St Pancras to Dracula’s Castle by train is three holidays in one


They say a journey of a thousand miles begins with a single step. That step, for me, comes at 5am on a Tuesday morning in central London. As first light breaks over Bloomsbury’s Cartwright Gardens, a blackbird starts singing from the treetops. The sound echoes off the Georgian townhouses and flows down to the pavement, where the only person around to hear it is me. I have a backpack on and a train to catch. The blackbird keeps singing as I walk through the urban dawn to Euston Road.

Within 15 minutes, I’m passing through check-in at St Pancras International, listening to grumbles in various languages about the ticket-reading machines. Less than three hours later, I’m stepping into Café les Deux Gares, a little chequered-tiled espresso joint in the 10th arrondissement. “Monsieur,” says the waiter in greeting. Jazz is tootling from the speakers, someone’s reading Le Figaro and a moped is parking up outside the window. Paris is very much awake.

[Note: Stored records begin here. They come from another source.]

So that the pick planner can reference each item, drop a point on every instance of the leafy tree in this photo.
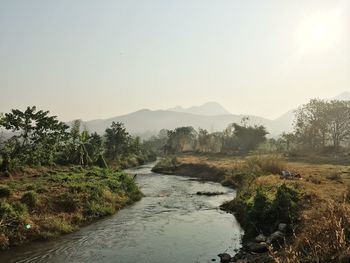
(182, 137)
(338, 122)
(38, 137)
(320, 123)
(116, 140)
(311, 124)
(203, 144)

Trains are adept at whisking you from the middle of one scene to the middle of another, and the joy of this particular journey is that there’s more of the same to come. From Paris, the European rail network spools out to all corners of the continent, practically begging for onward adventure. My final destination lies some 1,100 miles and two days away to the east, in Romania’s Southern Carpathian mountains. I have just two hours here in the French capital – where the Café des Deux Gares, as its name suggests, sits between Gare du Nord and nearby Gare de l’Est – but there are riches ahead.

Boarding the Eurostar at St Pancras

(Ben Lerwill)

Western Europe takes its high-speed trains seriously. From Gare de l’Est, I board an Inter-City Express (ICE) which hurtles me across the map to Stuttgart in under four hours, crossing the Rhine at Strasbourg and – according to the in-carriage information screen – at times topping 185mph. France passes by in a whoosh of open farmland and wooded hills. Stuttgart Central Station doesn’t ooze glamour but does sell good stuffed pretzels, and after a concourse lunch I continue east, this time bound for Munich.